Friday, October 29, 2004

Laws on Balance Billing in California

In recent years, the nation began focusing on patients' health care rights and rights to fair billing. Without a federal law regulating medical billing procedures for non-Medicare providers, many states enacted laws against the use of balance billing by medical providers. In 2009, the California Supreme Court issued an important legal decision in "Prospect Medical Group, Inc. v. Northridge Emergency Medical Group." The California Supreme Court issued a unanimous decision against medical providers who use balance billing practices in an emergency room setting.

California Law

    In a legislative effort to protect its residents against deceptive medical billing practices, California enacted legislation prohibiting the use of medical billing by certain medical providers. Emergency room doctors cannot charge their consumers directly for unreimbursed medical expenses; instead, they must seek payment from their insurance companies. In a landmark decision issued in 2009 by the California Supreme Court, the prohibition on balance billing procedures was upheld as part of the Knox-Keene Health Care Service Plan Act of 1975.

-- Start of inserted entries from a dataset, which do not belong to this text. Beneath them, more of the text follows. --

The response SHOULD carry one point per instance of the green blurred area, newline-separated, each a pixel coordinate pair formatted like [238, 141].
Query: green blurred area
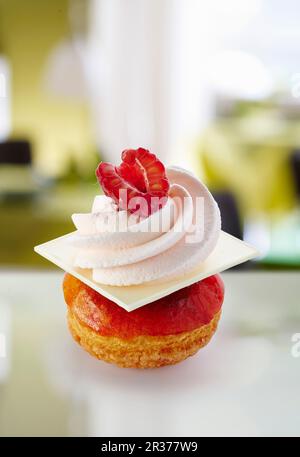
[26, 222]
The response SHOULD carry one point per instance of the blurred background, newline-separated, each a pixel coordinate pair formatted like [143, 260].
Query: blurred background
[211, 86]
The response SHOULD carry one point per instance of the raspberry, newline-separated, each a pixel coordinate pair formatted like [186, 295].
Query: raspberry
[140, 176]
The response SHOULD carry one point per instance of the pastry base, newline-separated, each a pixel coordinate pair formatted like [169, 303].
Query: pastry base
[142, 351]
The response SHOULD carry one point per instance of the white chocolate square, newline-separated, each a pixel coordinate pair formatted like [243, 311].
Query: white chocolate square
[228, 252]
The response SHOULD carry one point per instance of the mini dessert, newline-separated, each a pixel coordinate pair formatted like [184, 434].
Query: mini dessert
[162, 333]
[152, 225]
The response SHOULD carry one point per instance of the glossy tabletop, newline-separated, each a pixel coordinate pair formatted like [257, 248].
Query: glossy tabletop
[246, 382]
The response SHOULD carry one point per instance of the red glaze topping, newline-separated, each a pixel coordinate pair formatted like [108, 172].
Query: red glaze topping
[141, 177]
[182, 311]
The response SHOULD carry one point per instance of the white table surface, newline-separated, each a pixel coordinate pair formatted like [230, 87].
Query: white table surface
[246, 382]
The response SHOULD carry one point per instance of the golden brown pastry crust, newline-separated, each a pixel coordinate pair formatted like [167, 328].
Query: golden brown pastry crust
[142, 351]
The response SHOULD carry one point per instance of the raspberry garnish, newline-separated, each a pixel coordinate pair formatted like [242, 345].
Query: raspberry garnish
[139, 184]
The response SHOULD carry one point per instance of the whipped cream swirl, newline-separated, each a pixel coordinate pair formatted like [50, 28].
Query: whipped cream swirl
[123, 249]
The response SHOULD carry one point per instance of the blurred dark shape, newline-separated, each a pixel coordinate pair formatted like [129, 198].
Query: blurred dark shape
[15, 152]
[231, 222]
[295, 162]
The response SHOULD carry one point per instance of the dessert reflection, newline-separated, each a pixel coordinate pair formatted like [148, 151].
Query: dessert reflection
[183, 399]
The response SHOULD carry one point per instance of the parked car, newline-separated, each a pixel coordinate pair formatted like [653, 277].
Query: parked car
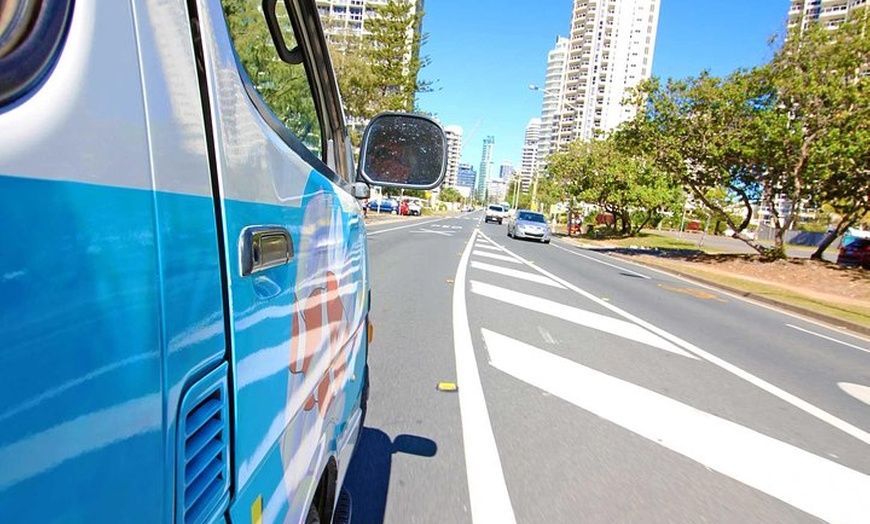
[410, 207]
[495, 213]
[387, 205]
[855, 249]
[529, 224]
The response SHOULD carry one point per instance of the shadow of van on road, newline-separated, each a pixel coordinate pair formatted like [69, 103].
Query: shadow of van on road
[368, 476]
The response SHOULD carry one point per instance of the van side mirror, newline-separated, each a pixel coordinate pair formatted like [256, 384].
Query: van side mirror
[403, 150]
[360, 190]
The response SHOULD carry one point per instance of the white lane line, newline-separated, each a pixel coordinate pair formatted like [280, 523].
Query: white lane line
[610, 325]
[818, 486]
[429, 231]
[857, 391]
[760, 383]
[513, 273]
[487, 490]
[602, 262]
[859, 348]
[415, 224]
[495, 256]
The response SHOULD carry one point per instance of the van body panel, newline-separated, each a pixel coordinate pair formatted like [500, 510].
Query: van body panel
[296, 328]
[126, 189]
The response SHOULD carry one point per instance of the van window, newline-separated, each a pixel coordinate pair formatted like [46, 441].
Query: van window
[283, 87]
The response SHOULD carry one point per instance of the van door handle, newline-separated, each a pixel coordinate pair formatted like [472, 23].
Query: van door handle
[264, 247]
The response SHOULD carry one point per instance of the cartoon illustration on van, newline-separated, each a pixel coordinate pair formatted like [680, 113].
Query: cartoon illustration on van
[184, 286]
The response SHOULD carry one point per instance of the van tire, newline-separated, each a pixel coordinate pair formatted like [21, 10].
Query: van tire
[313, 515]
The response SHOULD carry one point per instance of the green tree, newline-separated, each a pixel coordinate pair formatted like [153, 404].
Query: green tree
[696, 131]
[449, 194]
[284, 87]
[822, 76]
[379, 70]
[632, 189]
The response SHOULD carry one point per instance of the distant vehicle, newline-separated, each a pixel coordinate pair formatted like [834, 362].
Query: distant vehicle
[387, 205]
[529, 224]
[495, 213]
[411, 207]
[855, 249]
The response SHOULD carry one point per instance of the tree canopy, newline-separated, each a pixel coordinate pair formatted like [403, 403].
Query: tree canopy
[792, 131]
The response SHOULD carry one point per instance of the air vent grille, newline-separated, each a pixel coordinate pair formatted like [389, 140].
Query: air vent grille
[203, 464]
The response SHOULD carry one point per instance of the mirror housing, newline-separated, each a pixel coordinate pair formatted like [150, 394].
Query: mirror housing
[403, 150]
[360, 190]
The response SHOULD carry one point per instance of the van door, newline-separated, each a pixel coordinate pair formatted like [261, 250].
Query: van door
[293, 244]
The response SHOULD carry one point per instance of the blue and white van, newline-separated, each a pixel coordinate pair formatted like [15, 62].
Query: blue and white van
[184, 286]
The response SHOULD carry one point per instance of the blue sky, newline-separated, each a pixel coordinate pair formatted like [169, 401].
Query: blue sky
[485, 53]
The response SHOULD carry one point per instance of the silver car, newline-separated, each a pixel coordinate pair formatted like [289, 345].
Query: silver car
[529, 224]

Knox-Keene Health Care Service Plan Act of 1975

    In the "Prospect" case, the California Supreme Court limited balance billing to emergency room physicians. The Knox-Keene Act, in the California Supreme Court's decision, applies to the use of balance billing methods, and patients who are most detrimentally affected by balance billing procedures are emergency room patients. The Court reasoned that emergency room patients generally have no control over which doctors treat them and which hospitals they are taken to by paramedics.

    Often, insurance companies act as "gatekeepers" to protect their customers against balance billing practices by incorporating limitation language in their contracts with participating doctors or "in-network" providers. Typical limiting language includes provisions that state providers will accept their payments as full payment for their billed charges and cannot balance bill their patients.

Limitations

    California law does not prohibit doctors from charging their patients for out-of-pocket charges or copayments, and it does not cover elective procedures that are not covered by insurance providers. Additionally, balance billing laws do not apply to out-of-network medical visits, according to an HMO's regulations.

Considerations

    Since state laws can frequently change, do not use this information as a substitute for legal advice. Seek advice through an attorney licensed to practice law in your state.